Wave of safety hits

About 80 attendees participated in Swim for Life’s annual swim, with this year’s theme focusing on drowning prevention.

September 17, 2007|By Kelly Strodl

David Paul got an unexpected call Sunday morning as he lay in bed, from a friend asking if he had time to swim a few laps for a good cause. Well of course he did, Paul said.

The only problem was the call came in at 9:30 a.m. and the swim started at 10 a.m. at Corona del Mar State Beach, giving him only minutes to get dressed and ready to hit the surf.

Despite the late notice, Paul, 26, of Costa Mesa, was the second participant to finish the Swim for Life Foundation’s 1.5-mile annual swim down to Little Corona beach and back. It was a much farther distance than he usually trains for, he said.


“I only found out the distance a few minutes before we got in the water. I thought it was just going to be about 500 yards. I’ve never done an ocean swim like this before,” said Paul who coaches kids at AquaZot Swim Club at UC Irvine during the week.

“I was planning on going surfing this morning.”

The swim began in 2003 to educate the public on the importance of water safety. And safety is the primary focus of the event as Newport Beach and Orange County fighters, and Orange County Sheriff’s Harbor Patrol were all present for the swim.
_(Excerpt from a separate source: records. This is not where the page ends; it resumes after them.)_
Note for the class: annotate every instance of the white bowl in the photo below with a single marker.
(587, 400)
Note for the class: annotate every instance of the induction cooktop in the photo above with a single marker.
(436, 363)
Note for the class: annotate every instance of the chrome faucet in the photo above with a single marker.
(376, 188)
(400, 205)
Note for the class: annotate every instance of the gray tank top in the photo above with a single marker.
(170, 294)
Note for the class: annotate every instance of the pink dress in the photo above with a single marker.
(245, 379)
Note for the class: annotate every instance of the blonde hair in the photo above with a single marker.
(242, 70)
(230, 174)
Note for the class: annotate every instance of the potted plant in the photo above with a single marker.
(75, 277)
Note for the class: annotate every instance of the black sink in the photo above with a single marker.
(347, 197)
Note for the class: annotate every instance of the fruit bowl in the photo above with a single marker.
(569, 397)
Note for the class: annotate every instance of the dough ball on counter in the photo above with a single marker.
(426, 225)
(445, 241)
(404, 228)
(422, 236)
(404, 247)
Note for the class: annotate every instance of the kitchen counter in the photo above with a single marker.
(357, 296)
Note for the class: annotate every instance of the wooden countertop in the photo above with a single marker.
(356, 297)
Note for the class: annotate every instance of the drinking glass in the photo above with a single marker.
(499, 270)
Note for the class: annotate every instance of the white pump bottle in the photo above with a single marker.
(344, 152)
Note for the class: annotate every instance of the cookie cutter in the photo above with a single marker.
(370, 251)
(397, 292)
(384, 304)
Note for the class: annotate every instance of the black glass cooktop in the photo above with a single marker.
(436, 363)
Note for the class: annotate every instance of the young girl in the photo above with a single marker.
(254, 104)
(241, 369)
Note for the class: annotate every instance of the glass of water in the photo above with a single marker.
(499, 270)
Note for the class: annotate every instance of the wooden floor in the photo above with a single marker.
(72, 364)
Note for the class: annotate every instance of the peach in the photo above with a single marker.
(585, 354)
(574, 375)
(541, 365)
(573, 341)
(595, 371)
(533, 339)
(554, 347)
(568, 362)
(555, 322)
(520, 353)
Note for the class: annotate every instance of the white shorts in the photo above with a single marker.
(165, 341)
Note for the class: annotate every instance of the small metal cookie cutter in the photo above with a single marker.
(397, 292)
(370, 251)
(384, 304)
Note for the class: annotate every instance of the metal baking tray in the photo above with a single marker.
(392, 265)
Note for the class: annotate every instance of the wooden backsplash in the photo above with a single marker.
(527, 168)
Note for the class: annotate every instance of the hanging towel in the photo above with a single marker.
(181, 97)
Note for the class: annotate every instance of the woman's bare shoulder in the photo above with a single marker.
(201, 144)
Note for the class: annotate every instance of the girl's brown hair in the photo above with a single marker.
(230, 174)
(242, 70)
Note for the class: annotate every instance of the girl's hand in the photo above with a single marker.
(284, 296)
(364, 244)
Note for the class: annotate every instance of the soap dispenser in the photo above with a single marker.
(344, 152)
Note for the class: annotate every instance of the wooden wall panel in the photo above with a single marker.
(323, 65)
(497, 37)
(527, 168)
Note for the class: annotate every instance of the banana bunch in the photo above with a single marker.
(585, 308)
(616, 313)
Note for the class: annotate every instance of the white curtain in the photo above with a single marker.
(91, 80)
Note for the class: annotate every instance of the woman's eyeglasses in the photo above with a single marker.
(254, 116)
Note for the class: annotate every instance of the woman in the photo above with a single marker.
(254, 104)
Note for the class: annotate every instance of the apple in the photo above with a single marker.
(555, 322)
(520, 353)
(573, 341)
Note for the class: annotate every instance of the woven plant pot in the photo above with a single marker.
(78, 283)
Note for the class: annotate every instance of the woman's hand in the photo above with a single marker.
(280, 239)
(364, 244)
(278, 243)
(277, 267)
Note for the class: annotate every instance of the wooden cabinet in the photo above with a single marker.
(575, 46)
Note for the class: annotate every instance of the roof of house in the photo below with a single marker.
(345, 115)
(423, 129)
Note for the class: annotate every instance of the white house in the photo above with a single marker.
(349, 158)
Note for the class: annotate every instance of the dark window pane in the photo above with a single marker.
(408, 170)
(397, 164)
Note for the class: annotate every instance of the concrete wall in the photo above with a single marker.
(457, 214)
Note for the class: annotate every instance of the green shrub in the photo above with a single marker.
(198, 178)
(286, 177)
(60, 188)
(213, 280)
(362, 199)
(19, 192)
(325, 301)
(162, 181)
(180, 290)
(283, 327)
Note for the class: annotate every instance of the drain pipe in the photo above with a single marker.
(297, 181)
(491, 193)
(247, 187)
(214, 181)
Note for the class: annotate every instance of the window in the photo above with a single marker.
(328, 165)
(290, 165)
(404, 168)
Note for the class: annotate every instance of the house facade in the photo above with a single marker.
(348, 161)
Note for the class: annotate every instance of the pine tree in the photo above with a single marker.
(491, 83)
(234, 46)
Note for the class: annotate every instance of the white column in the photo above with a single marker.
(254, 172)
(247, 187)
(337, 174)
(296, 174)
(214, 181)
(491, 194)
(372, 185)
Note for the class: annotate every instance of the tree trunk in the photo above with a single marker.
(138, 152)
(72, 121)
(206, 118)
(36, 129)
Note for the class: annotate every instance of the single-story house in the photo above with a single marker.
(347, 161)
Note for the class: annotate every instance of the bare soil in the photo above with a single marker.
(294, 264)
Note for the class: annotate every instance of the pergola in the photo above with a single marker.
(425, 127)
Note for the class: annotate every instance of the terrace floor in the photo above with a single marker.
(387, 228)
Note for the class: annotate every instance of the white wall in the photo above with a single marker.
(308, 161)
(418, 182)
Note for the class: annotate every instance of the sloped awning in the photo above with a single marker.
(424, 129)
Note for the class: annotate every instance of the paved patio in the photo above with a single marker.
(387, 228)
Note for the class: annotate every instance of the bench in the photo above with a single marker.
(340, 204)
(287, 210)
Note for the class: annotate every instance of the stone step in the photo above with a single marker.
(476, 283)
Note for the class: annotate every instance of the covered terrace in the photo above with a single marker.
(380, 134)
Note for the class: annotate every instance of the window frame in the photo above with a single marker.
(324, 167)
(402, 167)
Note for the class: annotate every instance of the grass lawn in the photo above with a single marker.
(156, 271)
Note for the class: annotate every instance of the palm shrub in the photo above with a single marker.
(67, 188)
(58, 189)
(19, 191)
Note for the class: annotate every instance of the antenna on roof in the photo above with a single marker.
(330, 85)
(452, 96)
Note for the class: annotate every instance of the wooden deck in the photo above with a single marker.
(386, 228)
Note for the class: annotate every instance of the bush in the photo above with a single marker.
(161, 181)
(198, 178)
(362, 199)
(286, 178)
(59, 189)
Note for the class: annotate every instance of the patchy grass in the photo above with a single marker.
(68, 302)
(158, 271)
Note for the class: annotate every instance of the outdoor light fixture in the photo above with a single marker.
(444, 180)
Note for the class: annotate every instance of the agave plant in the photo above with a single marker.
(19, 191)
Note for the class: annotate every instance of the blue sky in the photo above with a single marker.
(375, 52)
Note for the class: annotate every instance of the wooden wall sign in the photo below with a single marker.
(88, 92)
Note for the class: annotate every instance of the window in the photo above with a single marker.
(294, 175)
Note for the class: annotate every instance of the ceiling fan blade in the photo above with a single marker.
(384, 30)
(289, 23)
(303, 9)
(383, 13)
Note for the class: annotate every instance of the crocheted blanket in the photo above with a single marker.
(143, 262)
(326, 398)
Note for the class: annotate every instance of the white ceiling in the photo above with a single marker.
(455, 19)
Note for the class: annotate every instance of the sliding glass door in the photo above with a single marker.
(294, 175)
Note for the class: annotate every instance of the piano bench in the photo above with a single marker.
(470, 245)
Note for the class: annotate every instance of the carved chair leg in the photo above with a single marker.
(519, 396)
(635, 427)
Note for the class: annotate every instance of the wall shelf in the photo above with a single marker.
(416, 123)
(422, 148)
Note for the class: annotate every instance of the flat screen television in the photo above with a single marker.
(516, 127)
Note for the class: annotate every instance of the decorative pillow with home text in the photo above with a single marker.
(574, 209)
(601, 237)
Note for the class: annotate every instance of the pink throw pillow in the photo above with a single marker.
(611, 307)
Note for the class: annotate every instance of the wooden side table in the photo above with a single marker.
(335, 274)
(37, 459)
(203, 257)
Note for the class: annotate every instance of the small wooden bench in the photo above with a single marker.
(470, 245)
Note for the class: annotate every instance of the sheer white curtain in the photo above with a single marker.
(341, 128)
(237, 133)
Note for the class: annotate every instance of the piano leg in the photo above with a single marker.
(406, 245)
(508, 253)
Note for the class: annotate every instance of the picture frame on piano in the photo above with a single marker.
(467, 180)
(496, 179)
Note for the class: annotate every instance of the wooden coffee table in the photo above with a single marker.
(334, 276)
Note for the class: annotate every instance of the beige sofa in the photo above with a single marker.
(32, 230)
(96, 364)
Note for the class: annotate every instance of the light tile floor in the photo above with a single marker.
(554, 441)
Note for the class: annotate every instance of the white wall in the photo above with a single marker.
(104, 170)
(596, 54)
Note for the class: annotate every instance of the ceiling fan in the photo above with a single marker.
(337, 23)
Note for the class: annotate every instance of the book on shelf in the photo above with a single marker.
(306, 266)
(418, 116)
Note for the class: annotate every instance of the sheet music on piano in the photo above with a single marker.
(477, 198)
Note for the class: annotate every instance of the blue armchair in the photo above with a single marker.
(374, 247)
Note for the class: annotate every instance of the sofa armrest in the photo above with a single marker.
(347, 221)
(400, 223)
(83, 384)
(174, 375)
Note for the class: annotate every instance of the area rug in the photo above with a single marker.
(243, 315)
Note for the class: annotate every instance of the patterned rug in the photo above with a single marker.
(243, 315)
A Harbor Patrol boat followed swimmers, and anyone who had trouble with the distance could turn around at any time.

“That is why we don’t race, this is just a fun time to enjoy the water,” foundation founder Johnny Johnson said.

This year’s theme, Drowning is Everyone’s Problem, gears toward the “Safer 3” that calls for “safer water,” which guards against children entering unsupervised pools; “safer kids,” achieved through constant adult supervision, as well as by ensuring children are given swimming lessons; and “safer response” which includes knowledge of CPR and rescue techniques.

The swim got underway a few minutes after 10 a.m. with 75 to 80 swimmers this year, nearly 20 more than last years.

And every year things are growing, organizers said.

The first year only 6 swimmers attended, Johnson said.

“I was just thrilled to make the swim with my granddaughter,” Johnson said as he exited the surf with 11-year-old Ryann Johnson.

“I didn’t know where I was going half the time,” said Ryann, who is no newbie to the swim as this was her third year participating. “The water was really cold and you could see way down, so many things down there.”

About 80% of the swimmers completed the entire distance of the swim. Only a few turned around early due to temperatures, which were in the low 60s.